Lepidoserica barapaniensis

Scientific classification
- Kingdom: Animalia
- Phylum: Arthropoda
- Class: Insecta
- Order: Coleoptera
- Suborder: Polyphaga
- Infraorder: Scarabaeiformia
- Family: Scarabaeidae
- Genus: Lepidoserica
- Species: L. barapaniensis
- Binomial name: Lepidoserica barapaniensis Chandra, Ahrens, Bhunia, Sreedevi & Gupta, 2021

= Lepidoserica barapaniensis =

- Genus: Lepidoserica
- Species: barapaniensis
- Authority: Chandra, Ahrens, Bhunia, Sreedevi & Gupta, 2021

Species of beetle

Lepidoserica barapaniensis is a species of beetle of the family Scarabaeidae. It is found in India (Meghalaya).

==Description==
Adults reach a length of about 8.3 mm.
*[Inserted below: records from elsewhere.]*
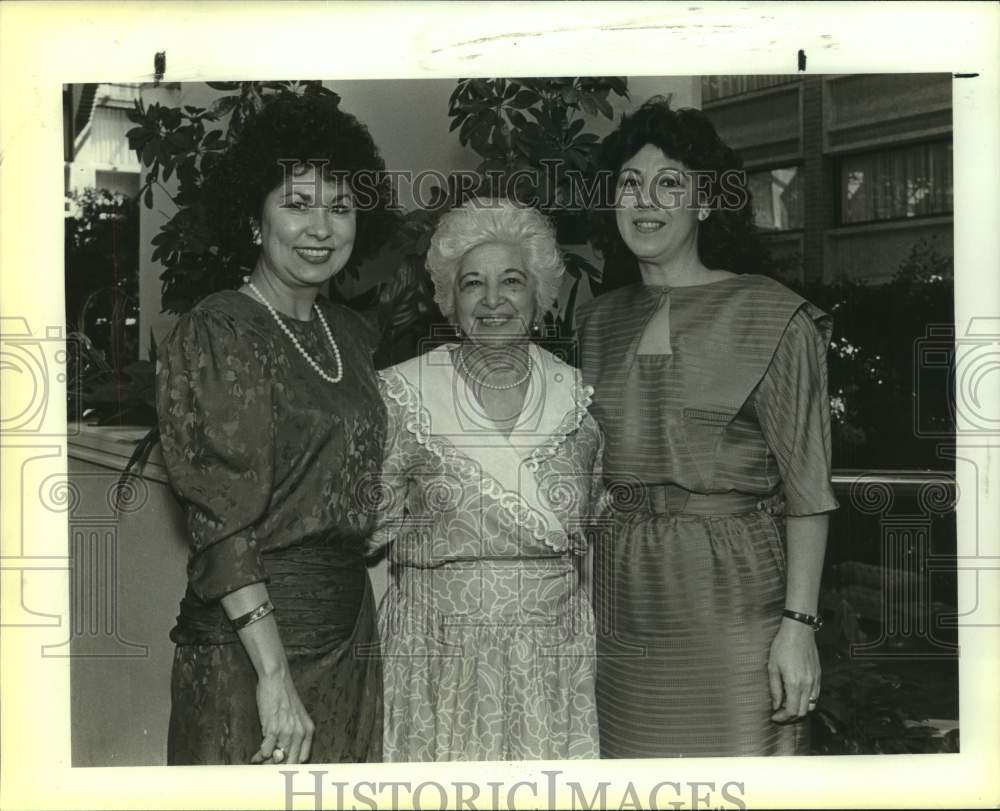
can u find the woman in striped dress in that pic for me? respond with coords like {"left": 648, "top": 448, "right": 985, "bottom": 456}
{"left": 577, "top": 98, "right": 838, "bottom": 757}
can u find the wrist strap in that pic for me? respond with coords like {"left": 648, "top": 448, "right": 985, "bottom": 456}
{"left": 230, "top": 599, "right": 275, "bottom": 631}
{"left": 782, "top": 608, "right": 823, "bottom": 631}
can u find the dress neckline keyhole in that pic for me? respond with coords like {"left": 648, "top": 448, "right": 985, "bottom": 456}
{"left": 635, "top": 291, "right": 674, "bottom": 356}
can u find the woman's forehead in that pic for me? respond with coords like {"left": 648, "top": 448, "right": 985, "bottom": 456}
{"left": 621, "top": 145, "right": 688, "bottom": 173}
{"left": 276, "top": 164, "right": 352, "bottom": 195}
{"left": 460, "top": 242, "right": 525, "bottom": 271}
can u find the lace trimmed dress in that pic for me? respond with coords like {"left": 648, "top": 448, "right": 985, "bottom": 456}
{"left": 156, "top": 290, "right": 385, "bottom": 765}
{"left": 367, "top": 344, "right": 603, "bottom": 762}
{"left": 577, "top": 274, "right": 839, "bottom": 758}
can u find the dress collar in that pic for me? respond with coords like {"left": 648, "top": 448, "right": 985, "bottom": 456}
{"left": 389, "top": 344, "right": 590, "bottom": 530}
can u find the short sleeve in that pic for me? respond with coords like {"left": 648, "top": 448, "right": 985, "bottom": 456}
{"left": 584, "top": 413, "right": 607, "bottom": 519}
{"left": 156, "top": 307, "right": 273, "bottom": 602}
{"left": 754, "top": 306, "right": 840, "bottom": 517}
{"left": 364, "top": 371, "right": 414, "bottom": 554}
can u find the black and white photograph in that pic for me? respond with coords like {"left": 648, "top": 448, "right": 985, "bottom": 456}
{"left": 1, "top": 3, "right": 998, "bottom": 810}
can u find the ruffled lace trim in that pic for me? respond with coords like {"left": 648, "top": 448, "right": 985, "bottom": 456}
{"left": 524, "top": 382, "right": 593, "bottom": 473}
{"left": 379, "top": 368, "right": 574, "bottom": 553}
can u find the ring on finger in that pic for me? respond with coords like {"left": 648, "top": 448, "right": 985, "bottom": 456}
{"left": 272, "top": 746, "right": 286, "bottom": 762}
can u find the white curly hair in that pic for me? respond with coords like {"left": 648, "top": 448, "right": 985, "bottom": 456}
{"left": 425, "top": 198, "right": 565, "bottom": 322}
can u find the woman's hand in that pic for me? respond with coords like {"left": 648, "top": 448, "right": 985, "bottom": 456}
{"left": 771, "top": 514, "right": 828, "bottom": 723}
{"left": 768, "top": 619, "right": 821, "bottom": 722}
{"left": 250, "top": 666, "right": 315, "bottom": 765}
{"left": 220, "top": 583, "right": 315, "bottom": 765}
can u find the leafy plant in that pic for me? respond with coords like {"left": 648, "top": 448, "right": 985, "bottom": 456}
{"left": 342, "top": 77, "right": 635, "bottom": 366}
{"left": 369, "top": 187, "right": 452, "bottom": 367}
{"left": 447, "top": 77, "right": 631, "bottom": 304}
{"left": 448, "top": 77, "right": 626, "bottom": 208}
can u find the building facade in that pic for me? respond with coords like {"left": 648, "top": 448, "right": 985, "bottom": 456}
{"left": 64, "top": 83, "right": 145, "bottom": 199}
{"left": 701, "top": 74, "right": 953, "bottom": 285}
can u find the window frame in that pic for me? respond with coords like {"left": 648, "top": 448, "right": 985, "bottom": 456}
{"left": 701, "top": 75, "right": 801, "bottom": 105}
{"left": 746, "top": 162, "right": 806, "bottom": 234}
{"left": 834, "top": 138, "right": 954, "bottom": 228}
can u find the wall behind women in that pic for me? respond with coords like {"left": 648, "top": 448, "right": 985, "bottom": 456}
{"left": 68, "top": 453, "right": 188, "bottom": 766}
{"left": 138, "top": 76, "right": 699, "bottom": 355}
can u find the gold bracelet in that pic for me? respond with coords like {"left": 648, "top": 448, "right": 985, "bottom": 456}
{"left": 230, "top": 599, "right": 275, "bottom": 631}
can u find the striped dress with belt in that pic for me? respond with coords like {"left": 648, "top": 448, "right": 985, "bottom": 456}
{"left": 577, "top": 274, "right": 839, "bottom": 758}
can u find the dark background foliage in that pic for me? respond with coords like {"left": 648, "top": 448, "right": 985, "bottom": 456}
{"left": 65, "top": 188, "right": 155, "bottom": 425}
{"left": 65, "top": 188, "right": 140, "bottom": 360}
{"left": 782, "top": 236, "right": 955, "bottom": 472}
{"left": 810, "top": 571, "right": 959, "bottom": 755}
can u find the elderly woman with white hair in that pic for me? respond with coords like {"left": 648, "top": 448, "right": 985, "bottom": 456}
{"left": 365, "top": 199, "right": 603, "bottom": 762}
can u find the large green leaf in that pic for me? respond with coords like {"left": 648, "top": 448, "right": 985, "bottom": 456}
{"left": 511, "top": 89, "right": 540, "bottom": 109}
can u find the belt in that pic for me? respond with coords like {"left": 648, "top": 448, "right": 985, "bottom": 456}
{"left": 614, "top": 484, "right": 785, "bottom": 517}
{"left": 172, "top": 537, "right": 367, "bottom": 648}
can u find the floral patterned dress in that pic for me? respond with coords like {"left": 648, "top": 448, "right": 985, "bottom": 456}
{"left": 367, "top": 344, "right": 603, "bottom": 762}
{"left": 156, "top": 290, "right": 385, "bottom": 765}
They have a yellowish-brown, shiny, oblong body. The dorsal surface has dense darker spots of different sizes. The dark spots and dark frons have some greenish shine. The antennae are yellow. The dorsal surface is sparsely setose, with fine minute and white scales on the elytra and pronotum.

==Etymology==
The species is named after its type locality, Barapani.